開発スタートから4年後の2013年にようやく発売。しかしここで大きな落とし穴が…。
岡本 青柳さん:
「実は発売当初は全くと言っていいほど売れませんでした。今とパッケージやネーミングが違う形で発売しまして。『三陰交をあたためるソックス』というネーミングでした。会社としても三陰交に縛られてしまったという…。4年間かけてきたという思いがそういう狭い視野になってしまったのかなと」
発売から2年後、試行錯誤の末に今のパッケージにリニューアルにしたところ、売上はなんと17倍に。ツボを刺激して得られる温かさが評判を呼び、その後シリーズ商品もどんどん開発され、順調に売り上げを伸ばしていきました。

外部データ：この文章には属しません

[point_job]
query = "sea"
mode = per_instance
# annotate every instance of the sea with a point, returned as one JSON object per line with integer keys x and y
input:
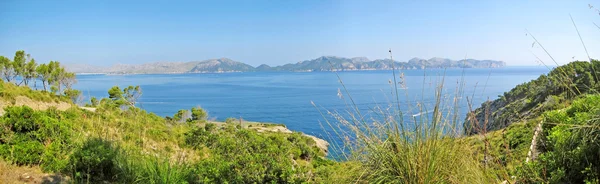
{"x": 309, "y": 101}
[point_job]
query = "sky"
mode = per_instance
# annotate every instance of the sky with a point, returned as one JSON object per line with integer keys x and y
{"x": 277, "y": 32}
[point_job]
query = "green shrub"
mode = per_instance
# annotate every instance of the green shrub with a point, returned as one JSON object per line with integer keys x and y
{"x": 572, "y": 152}
{"x": 94, "y": 161}
{"x": 27, "y": 152}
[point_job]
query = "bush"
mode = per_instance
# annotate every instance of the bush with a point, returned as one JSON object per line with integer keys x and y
{"x": 94, "y": 161}
{"x": 572, "y": 152}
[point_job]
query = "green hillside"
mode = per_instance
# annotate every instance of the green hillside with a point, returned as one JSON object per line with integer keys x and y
{"x": 111, "y": 140}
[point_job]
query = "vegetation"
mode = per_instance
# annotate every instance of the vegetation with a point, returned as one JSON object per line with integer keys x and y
{"x": 531, "y": 99}
{"x": 121, "y": 143}
{"x": 23, "y": 70}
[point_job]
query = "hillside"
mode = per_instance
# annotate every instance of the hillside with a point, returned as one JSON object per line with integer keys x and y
{"x": 120, "y": 143}
{"x": 531, "y": 99}
{"x": 325, "y": 63}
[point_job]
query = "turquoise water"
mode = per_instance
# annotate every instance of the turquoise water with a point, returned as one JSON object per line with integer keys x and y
{"x": 285, "y": 97}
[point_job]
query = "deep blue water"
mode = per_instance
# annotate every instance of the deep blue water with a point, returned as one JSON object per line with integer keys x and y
{"x": 285, "y": 97}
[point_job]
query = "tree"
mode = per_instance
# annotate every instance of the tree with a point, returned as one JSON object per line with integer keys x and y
{"x": 7, "y": 68}
{"x": 44, "y": 74}
{"x": 73, "y": 94}
{"x": 181, "y": 115}
{"x": 19, "y": 64}
{"x": 131, "y": 94}
{"x": 94, "y": 102}
{"x": 30, "y": 71}
{"x": 198, "y": 114}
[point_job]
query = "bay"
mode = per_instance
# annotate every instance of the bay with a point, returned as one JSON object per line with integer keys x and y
{"x": 285, "y": 97}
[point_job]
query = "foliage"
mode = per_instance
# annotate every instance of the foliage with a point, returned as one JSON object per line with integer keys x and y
{"x": 94, "y": 161}
{"x": 23, "y": 66}
{"x": 34, "y": 137}
{"x": 531, "y": 99}
{"x": 572, "y": 145}
{"x": 132, "y": 146}
{"x": 246, "y": 156}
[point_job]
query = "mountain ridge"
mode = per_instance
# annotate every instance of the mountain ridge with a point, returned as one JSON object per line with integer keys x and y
{"x": 323, "y": 63}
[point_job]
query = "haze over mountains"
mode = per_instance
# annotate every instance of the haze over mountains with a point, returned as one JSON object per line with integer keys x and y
{"x": 324, "y": 63}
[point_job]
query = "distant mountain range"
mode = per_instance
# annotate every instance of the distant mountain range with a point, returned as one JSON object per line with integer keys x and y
{"x": 325, "y": 63}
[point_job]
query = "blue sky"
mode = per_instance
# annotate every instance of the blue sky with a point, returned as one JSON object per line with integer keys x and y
{"x": 278, "y": 32}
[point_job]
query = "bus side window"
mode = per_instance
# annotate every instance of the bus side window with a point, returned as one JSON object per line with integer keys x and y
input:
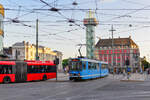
{"x": 84, "y": 65}
{"x": 94, "y": 65}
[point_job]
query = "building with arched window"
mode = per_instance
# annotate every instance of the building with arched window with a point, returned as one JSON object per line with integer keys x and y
{"x": 124, "y": 48}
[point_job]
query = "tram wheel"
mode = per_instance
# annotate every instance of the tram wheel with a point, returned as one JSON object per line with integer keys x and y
{"x": 6, "y": 80}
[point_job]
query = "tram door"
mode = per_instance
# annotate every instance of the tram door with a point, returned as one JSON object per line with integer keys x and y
{"x": 21, "y": 71}
{"x": 84, "y": 69}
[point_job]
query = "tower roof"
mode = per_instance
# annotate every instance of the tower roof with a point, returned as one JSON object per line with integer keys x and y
{"x": 1, "y": 10}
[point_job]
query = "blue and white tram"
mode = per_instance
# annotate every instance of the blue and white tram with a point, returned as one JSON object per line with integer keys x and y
{"x": 83, "y": 68}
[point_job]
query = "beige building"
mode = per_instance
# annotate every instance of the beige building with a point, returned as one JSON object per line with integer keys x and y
{"x": 124, "y": 48}
{"x": 25, "y": 51}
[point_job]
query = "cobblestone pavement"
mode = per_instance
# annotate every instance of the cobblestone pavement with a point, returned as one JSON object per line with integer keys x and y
{"x": 108, "y": 88}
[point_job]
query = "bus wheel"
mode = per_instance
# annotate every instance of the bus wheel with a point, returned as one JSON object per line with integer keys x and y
{"x": 6, "y": 80}
{"x": 44, "y": 78}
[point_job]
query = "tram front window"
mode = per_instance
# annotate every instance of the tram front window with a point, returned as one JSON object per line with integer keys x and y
{"x": 76, "y": 66}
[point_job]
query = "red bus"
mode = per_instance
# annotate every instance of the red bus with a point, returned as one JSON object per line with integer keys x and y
{"x": 22, "y": 71}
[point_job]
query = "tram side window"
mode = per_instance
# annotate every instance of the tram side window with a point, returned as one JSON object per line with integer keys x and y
{"x": 104, "y": 66}
{"x": 5, "y": 69}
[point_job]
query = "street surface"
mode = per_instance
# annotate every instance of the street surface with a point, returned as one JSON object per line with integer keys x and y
{"x": 109, "y": 88}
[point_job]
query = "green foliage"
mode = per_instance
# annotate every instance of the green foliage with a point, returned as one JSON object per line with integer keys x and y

靴下のトップメーカーの渾身(こんしん)の一足。利用者の悩みに真摯(しんし)に向き合ったからこそ支持されているようです。
■新ジャンル「耳温活」パイオニアの野望
そしてもう一つのヒット商品が、ユニークな商品開発で世の中の「あったらいいな」に応えてきた『小林製薬』の「耳ほぐタイム」(参考価格767円・税込)。日経トレンディの2022年ヒット商品にもランクインした注目商品です。
小林製薬 ブランドマネージャー 北口淳さん:
「寝る時に使う、温める耳栓です」
イヤホンのような本体に、付属の発熱体を内側にセットして耳につけると…。
薄田キャスター:
「あ、じわじわ来ました。今まで耳を温める感覚がなかったんですけど、耳がほぐれていく感じがありますね」
小林製薬 北口さん:
「約40度の温度で約20分間発熱し続けます」
耳を温めることでリラックス効果が得られるそうで、耳栓で雑音をなくし安眠を促すというもの。去年10月の発売以来、人気はうなぎ上りだそうです。
小林製薬 北口さん:
「発売3カ月で62万個販売していまして、1年後の今で130万個以上。当社の中でも異例のヒットです」
もともと安眠需要に向けた商品なのですが、耳を温めるという発想が『耳温活』という新しいジャンルを作るきっかけにも。ただ、なぜ耳を温めようと思ったのでしょうか。
小林製薬 北口さん:
「開発の段階でお医者さんや有識者にヒアリングすることがあり、耳に自律神経があると。社内でアイデア会議をよくするんですけど、『赤ちゃんって寝る時に(手足だけではなく)耳まで温かくなるよ』というところから『耳温めたら面白いんじゃないか』というアイデア着想に至ってます」
会議中の何気ない会話からのアイデアはよくあるそうですが、いざ作るとなると、自慢のスピード開発とはいかず…。
小林製薬 開発研究グループ 水元陽星さん:
「耳の形に合う耳栓の形状や、温度ですね。40度で20分持続する発熱のパフォーマンスを達成することが非常に難しくて、そこに時間を要してしまいました」
さまざまな耳の形にフィットするよう100人以上の耳を計測したり、発熱体の小型化には20回以上試作を繰り返したりと、4年がかりで完成に至りました。
耳を温めるという新しいジャンルのこの商品で狙っているのは…。
小林製薬 北口さん:
「耳を温める製品なので秋冬にかなり売れる商品にはなっていますが、今回耳を温めて睡眠に対してアプローチする商品なので通年使っていただけるとうれしいです」
目の前のニーズに応えるか、潜在的なニーズを掘り起こすか…。どちらの商品開発も温活市場の盛り上がりには欠かせないようです。